Yudha Maulana - detikNews
Minggu, 09 Feb 2020 19:51 WIB
Ilustrasi penganiayaan (dok detikcom)
(Foto: Ilustrasi pengeroyokan (dok detikcom)
Bandung -

Kekerasan terhadap jurnalis masih marak terjadi. Aliansi Jurnalis Independen (AJI) Bandung mencatat ada 7 kasus kekerasan yang menimpa insan pers di Jabar, tiga di antaranya terjadi di Kota Bandung.

Kasus yang paling membekas adalah tindakan kekerasan yang dilakukan oknum aparat kepada jurnalis Tempo Prima Mulia dan jurnalis paruh waktu Iqbal Kusumadireja.

Saat itu, Prima dan Iqbal tengah meliput aksi unjuk rasa dalam peringatan Hari Buruh Internasional di sekitar wilayah Monumen Perjuangan, Kota Bandung.

Mereka melihat aparat tengah memukul mundur kawanan berbaju hitam.

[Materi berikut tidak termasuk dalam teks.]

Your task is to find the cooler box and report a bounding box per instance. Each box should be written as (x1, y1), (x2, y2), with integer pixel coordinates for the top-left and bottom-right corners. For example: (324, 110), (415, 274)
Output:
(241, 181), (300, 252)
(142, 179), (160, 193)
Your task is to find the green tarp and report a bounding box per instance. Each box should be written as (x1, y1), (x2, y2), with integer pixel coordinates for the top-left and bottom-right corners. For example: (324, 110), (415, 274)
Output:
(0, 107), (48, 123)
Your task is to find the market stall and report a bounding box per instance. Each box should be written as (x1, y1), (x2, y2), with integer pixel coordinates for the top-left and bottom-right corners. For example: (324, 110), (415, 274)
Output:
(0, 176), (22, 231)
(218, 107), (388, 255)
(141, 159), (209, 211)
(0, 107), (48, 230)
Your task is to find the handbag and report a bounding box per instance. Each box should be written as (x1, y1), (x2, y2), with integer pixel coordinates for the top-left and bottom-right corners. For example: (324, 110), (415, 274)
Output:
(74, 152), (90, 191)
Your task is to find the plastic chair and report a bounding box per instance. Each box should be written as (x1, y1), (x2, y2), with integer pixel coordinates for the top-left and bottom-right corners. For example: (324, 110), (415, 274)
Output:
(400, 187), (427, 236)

Seketika, insting jurnalis membuat mereka segera mendekati kerumunan dan membidikan mata kamera ke arah keributan.

Namun, hal itu malah berujung penganiayaan yang dilakukan oleh oknum aparat. Reza mendapatkan tendangan di lutut dan tulang kering hingga memar, kameranya dirampas dan foto yang diabadikannya dihapus.

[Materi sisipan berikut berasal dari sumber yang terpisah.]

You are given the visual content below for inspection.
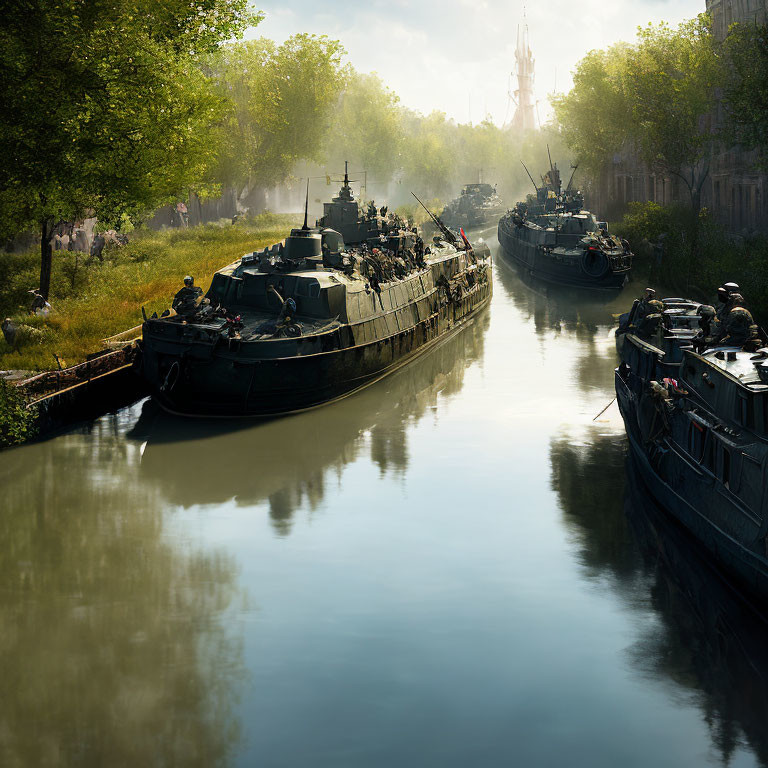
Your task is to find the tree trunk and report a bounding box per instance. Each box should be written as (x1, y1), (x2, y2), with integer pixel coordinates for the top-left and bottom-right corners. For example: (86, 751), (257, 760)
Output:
(40, 219), (53, 301)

Sementara Prima, hanya mendapatkan intimidasi dari tiga orang polisi tak berseragam. Kasus ini, sudah dilaporkan ke Propam Polrestabes Bandung, namun belum jelas penyelesaiannya.

Koordinator Divisi Advokasi AJI Bandung, Iqbal Tawakal Lazuardi mengatakan, tidak ada perkembangan yang signifikan terkait kasus ini.

"Polisi nampak tidak memprioritaskan kasus ini diselesaikan. Sudah hampir satu tahun kasus ini ngambang di Propam Polrestabes Bandung," kata Iqbal saat dihubungi wartawan, Minggu (9/2/2020).

"Terakhir masih tahap penyelidikan sekitar Agustus 2019. Belum ada perkembangan lagi. Pada penyelidikan terakhir kita nunjukin bukti baru. Berupa foto terduga pelaku untuk kasus Reza. Pelakunya pakai seragam tim Prabu. Khusus kasus yang menimpa Prima bahkan sama sekali belum ada perkembangan," kata Iqbal melanjutkan.

Menurut Iqbal, kekerasan terhadap jurnalis itu, kebanyakan dilakukan oleh oknum aparat keamanan. Selain aparat, Ormas dan aparat pemerintah juga pernah terlibat melakukan kekerasan.

"Hal itu menandakan bahwa penegak hukum khususnya di Kota Bandung belum memiliki perspektif mengenai kebebasan pers. Di sisi lain, (oknum) polisi menjadi salah satu pelaku yang paling banyak melakukan kekerasan terhadap wartawan," ucapnya.